Sí, los activistes también manejan mucho el concepto neoliberal de la libertad. Sí, claro que las mujeres del Opus Dei deciden libremente no utilizar métodos anticonceptivos y no abortar, pero, ¿qué libertad de elección es esa que nace de haber sido educada desde pequeña de una determinada manera, de tener un marido también del Opus, etcétera?

«Hoy casi nadie en España, por ejemplo, es capaz de reconocer a Granados, Albéniz o Falla, saber cuál es el traje típico de su región o tocar el rabel, la gaita o las castañuelas. Sin embargo, casi todo el mundo está enormemente familiarizado con la música que la industria prescriba como masiva, bien sean las baladas roqueras en los ochenta, bien el reguetón de principios de esta década. Por otro lado, muchos tendrían que recurrir a un mapa para saber situar el Bernesga o Pedraza, pero casi todos sabríamos dónde está el Misisipi o Los Ángeles», dice también. Y dice también que «a mayor homogeneidad entre los consumidores, a mayor diversidad controlada, más sencillo es vender productos, tangibles e ideológicos».

Ése es el reverso tenebroso de todo esto que estamos hablando. Mira, a mí de chaval me gustaba mucho aquel programa que había que se llamaba Planeta solitario. Me parecía supermoderno y superguay: era un inglés que iba por el mundo y que era ciudadano del mundo y para el que todos éramos hermanos y que hacía surf y hacía así con los dedos [Bernabé hace el gesto surfero de contraer todos los dedos menos el meñique y el pulgar] y se ponía a bailar con un negro al lado. Después me di cuenta de que no había nada más perverso que eso del ciudadano del mundo, en primer lugar porque es mentira. No eres un ciudadano del mundo: eres un inglés cabrón que puede ir por el mundo alegremente porque tiene pasta y porque Inglaterra fue un imperio que ha mantenido en algunos aspectos, cosa que España no hizo nunca. En segundo lugar, hoy viajar no vale absolutamente de nada. En estos momentos, uno va al centro de cualquier gran ciudad, sea Tokyo, Madrid o Nueva York, y se encuentra con que todos son iguales. En todos los lados hay los mismos platos y la misma gastronomía de mierda.

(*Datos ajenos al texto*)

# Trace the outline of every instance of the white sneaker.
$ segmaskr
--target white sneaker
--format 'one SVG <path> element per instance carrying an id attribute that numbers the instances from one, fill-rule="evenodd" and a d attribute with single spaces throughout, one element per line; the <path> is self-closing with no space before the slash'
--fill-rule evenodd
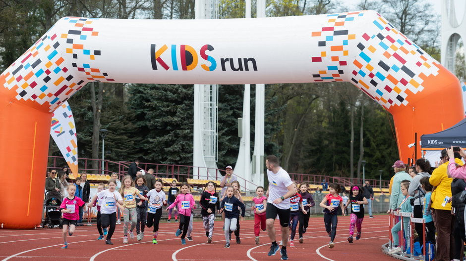
<path id="1" fill-rule="evenodd" d="M 398 253 L 400 251 L 401 251 L 401 248 L 400 247 L 397 247 L 396 248 L 392 248 L 390 251 L 388 252 L 388 254 L 395 254 L 396 253 Z"/>

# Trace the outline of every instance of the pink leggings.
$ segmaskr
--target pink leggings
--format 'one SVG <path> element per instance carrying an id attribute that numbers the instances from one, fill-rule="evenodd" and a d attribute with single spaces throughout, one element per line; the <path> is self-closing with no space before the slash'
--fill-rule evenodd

Y la defensa de la cultura autóctona puede y debe valer para frenar este proceso, pero también te digo que hay que procurar no caer en lo contrario. A mí me parece muy positivo que no sé qué pueblo de Zamora recupere un correcalles medieval o que la gente aprenda a tocar el laúd, pero creo que ese espíritu de recuperación de las tradiciones también tiene un reverso tenebroso: el «tú no eres de los míos, fuera de aquí». El mecanismo que los integristas islámicos utilizaron para crecer fue clamar justamente contra la pérdida de sus tradiciones en favor de las occidentales. Que hoy las mujeres lleven velo en países en los que no lo llevaban en los años cincuenta también viene de ahí.

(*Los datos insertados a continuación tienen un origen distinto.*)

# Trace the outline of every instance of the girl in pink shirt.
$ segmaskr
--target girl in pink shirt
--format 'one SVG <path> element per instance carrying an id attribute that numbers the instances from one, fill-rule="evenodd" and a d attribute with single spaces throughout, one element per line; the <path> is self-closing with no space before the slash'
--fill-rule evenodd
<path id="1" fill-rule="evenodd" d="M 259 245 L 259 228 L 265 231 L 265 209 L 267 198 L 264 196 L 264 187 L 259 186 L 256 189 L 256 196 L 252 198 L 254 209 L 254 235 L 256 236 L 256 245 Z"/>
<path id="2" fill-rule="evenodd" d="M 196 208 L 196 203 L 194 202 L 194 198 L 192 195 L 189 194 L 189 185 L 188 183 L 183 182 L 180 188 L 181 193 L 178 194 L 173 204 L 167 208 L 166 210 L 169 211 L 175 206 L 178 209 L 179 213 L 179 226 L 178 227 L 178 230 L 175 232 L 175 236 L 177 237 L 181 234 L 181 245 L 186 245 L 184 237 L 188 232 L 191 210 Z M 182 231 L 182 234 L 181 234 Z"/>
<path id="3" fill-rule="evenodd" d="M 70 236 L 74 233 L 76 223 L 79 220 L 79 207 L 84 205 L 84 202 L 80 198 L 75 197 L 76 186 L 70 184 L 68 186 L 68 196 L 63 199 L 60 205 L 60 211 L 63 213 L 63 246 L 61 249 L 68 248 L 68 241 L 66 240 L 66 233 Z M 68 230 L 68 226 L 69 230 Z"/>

¿Es optimista con respecto a la posibilidad de que la izquierda se purgue a sí misma de todos estos comportamientos y formas nocivas que usted denuncia?

Desde luego, la solución no es fácil, ni rápida. A mí me dicen mucho que no doy soluciones. Tronco, tampoco voy a arreglar el mundo. Soy quien soy. Y no hay atajos. Se nos ha vendido que los hay, y es algo muy de la nueva política vender que los hay; que en política, si uno dice determinada palabra mágica, obtiene automáticamente aquello que busca, y las cosas no funcionan así.

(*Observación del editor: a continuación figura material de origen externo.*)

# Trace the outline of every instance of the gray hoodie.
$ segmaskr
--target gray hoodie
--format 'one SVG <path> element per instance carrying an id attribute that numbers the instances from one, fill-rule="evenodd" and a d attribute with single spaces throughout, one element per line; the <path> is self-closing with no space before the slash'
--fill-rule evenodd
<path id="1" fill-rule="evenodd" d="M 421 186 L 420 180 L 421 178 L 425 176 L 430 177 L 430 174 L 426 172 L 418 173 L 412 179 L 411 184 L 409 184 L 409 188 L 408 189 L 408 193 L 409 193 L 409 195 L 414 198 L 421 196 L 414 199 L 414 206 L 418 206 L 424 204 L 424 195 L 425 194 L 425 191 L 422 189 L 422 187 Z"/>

¿Hemos asumido también el inmediatismo neoliberal; esa obsesión de empresas como Amazon de reducir al máximo los tiempos de espera?

Sí, con la diferencia de que Amazon cumple, aunque sea a costa de la explotación brutal de los seres humanos, pero la nueva política no cumple. La nueva política no ha sido capaz de implementar ni el diez por ciento de sus propuestas, y ojo: no porque sean unos inútiles, sino porque no había plan, y sigue sin haberlo.